Friday, 4 July 2008

More rains hit flooded U.S. Midwest

By Ryan Schlader Reuters
Published: June 26, 2008

CEDAR RAPIDS, Iowa: More storms dumped crop-drowning rains on parts of the U.S. Midwest on Thursday, threatening strained levees and slowing recovery from a multibillion-dollar flood disaster in the heart of the world's biggest grain and food exporter.
In Cedar Rapids, where 4,000 homes were flooded two weeks ago after water spilled over 1,300 city blocks, officials ordered 300 houses demolished. Efforts were under way to determine if some structures in the most flood-prone areas could ever be rebuilt.
The city asked federal disaster officials to send in 500 temporary housing units, most likely mobile homes of the type used following the devastation from Hurricane Katrina.
Some estimates have indicated the recovery costs for Iowa alone could exceed the $5.7 billion ()2.9 billion pounds) spent after the last major Midwestern floods 15 years ago in 1993.
Flooding from heavy rains that began in late May already have caused more than $6 billion in crop damage in Iowa, Illinois, Indiana, Missouri and Nebraska, the American Farm Bureau Federation, the largest U.S. farm group, said.

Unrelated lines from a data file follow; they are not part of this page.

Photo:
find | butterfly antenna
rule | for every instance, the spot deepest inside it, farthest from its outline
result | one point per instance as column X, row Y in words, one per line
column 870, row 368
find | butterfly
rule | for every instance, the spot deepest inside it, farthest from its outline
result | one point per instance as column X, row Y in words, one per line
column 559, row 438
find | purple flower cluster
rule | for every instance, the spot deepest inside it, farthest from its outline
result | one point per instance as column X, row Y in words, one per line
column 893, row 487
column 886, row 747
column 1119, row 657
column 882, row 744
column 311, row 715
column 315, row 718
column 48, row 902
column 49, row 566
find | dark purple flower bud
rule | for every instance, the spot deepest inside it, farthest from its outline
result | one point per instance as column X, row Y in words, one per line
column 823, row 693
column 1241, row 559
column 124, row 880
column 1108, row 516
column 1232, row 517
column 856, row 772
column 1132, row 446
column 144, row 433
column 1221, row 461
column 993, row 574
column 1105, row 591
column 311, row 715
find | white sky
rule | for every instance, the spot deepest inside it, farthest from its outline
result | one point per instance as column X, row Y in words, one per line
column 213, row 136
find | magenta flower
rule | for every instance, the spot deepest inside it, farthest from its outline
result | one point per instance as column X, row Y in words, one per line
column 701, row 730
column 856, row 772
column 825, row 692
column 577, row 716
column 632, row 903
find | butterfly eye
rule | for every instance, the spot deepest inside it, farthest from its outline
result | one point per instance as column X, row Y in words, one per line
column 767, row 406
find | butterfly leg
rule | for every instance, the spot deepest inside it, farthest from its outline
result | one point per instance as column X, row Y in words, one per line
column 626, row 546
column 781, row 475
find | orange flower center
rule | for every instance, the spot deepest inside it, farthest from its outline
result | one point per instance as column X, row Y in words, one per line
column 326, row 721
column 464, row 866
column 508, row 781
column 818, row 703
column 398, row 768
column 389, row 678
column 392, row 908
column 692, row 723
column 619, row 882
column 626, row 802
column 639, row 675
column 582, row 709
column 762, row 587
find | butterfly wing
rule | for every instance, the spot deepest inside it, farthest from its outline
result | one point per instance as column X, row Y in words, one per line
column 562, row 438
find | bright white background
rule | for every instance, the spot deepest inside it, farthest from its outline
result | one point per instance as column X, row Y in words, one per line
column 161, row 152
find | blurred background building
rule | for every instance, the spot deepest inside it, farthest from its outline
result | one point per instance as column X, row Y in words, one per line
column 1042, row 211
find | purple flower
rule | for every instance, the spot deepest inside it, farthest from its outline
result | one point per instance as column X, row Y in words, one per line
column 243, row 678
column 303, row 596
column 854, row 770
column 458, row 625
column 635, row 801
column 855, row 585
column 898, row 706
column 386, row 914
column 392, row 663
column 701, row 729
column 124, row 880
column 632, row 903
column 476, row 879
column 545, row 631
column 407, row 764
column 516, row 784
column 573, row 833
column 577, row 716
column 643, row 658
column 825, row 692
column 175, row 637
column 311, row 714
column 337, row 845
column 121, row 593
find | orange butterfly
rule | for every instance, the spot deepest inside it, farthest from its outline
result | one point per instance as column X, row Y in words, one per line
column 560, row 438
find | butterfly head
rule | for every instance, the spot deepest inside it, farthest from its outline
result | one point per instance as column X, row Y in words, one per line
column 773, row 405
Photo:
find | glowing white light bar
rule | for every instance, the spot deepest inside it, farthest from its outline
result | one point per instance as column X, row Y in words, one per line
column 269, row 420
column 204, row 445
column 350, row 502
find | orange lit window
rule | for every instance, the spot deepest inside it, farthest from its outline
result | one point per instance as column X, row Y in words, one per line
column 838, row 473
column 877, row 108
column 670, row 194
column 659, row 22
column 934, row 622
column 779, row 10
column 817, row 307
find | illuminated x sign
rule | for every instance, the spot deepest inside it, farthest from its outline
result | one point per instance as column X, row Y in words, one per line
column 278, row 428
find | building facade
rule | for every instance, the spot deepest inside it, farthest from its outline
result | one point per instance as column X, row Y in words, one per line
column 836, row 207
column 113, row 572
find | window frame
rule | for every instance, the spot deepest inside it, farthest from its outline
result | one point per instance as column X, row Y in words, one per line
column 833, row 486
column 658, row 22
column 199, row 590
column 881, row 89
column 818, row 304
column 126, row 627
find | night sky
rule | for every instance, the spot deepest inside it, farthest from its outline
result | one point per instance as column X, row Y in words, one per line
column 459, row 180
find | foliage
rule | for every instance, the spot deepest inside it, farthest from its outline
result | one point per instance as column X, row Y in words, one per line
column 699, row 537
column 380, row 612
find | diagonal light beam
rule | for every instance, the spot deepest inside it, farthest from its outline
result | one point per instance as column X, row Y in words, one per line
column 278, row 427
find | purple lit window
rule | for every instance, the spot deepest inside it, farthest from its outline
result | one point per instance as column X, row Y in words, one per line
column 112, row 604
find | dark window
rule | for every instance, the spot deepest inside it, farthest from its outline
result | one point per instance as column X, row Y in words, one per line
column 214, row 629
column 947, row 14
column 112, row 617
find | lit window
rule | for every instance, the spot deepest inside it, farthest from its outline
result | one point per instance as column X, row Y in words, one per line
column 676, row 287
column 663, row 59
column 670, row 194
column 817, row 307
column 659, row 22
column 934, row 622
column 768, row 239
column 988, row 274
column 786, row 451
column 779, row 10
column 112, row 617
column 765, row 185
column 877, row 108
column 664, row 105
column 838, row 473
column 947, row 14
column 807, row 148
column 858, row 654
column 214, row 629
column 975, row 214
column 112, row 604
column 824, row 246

Fears that as much as 5 million acres (2 mln hectares) of corn and soybeans have been lost due to the flooding pushed corn and livestock prices to record highs last week.
On Thursday, Chicago Board of Trade corn for July 2009 delivery set another record high at $8.15 a bushel, more than double the 40-year average for corn prices. Corn is the main feed for meat animals, main source for ethanol fuels, and used in hundreds of other food and industrial products.
Iowa officials said this week that at least 2.5 million acres (1.01 million hectares) of corn and soybeans in Iowa, well above 10 percent of planted acreage in the top U.S. producing state for those crops, needs to be replanted.